What a con job! The Raelians managed to get enormous publicity around the world at the end of 2002 with their ridiculous claim that they had cloned a human being. Credulous reporters competed with each other to write the story for newspapers or tell it on television. News editors ran around trying to get exclusive scoops with the first pictures. Millions of dollars worth of free publicity was generated, publicity which will encourage vain, stupid and excessively-wealthy people to give money to this bunch of whackos. And what happened when the "cloners" were asked for some evidence? They suddenly found out that the "parents" wanted privacy! This just tells us what sensible people knew all along – there is no clone, there are only lies. Still, such ingenuity needs encouraging, which is why they have received this award.
Who would ever have thought that an up-until-then obscure guitar player named Don McLean would have been the major prophet of his age, and would bring to us all the message that damnation was upon us if we did not mend our ways? I have seen him and he does not appear to be the harbinger of the doom that awaits us if we do not smite the heathens hip and thigh and all turn our faces towards the one true Saviour. He sits there in the spotlight, singing gentle songs about mad painters and dead pop singers (or so we thought!), all the while giving us a message from God that is as strong as the Ten Commandments. There is one true faith. There is one true belief. All else is lies and a path to damnation and perdition. (Oops! I almost said "purgatory" there! Wouldn't want to be too Catholic.)

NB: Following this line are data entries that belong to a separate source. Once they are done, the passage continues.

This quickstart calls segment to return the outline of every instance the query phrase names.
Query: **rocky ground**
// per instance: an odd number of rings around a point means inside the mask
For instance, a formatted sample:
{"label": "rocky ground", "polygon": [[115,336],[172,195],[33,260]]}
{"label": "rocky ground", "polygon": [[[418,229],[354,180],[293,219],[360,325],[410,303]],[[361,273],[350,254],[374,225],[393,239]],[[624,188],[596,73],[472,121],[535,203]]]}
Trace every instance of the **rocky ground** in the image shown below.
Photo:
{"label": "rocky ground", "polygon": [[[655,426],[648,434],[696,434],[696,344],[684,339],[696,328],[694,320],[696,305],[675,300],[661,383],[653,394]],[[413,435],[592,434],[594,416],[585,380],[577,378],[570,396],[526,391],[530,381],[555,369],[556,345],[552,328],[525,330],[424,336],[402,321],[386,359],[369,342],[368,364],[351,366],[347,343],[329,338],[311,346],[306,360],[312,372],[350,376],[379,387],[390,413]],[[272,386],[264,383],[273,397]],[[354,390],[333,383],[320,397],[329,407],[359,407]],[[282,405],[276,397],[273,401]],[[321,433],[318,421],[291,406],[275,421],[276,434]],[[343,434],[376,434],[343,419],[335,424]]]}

You would think that the opportunities to create great works of art based on the history and traditions of the Ku Klux Klan would be almost limitless, but when you go to their art gallery you find only three pictures. This is very disappointing, and is why they have been given an Encouragement Award. They need to try harder next year to build the collection to the point where the curators of the great galleries of the world are competing to hang the originals. That's hang the paintings, of course, not the artists or their fellow Klansmen.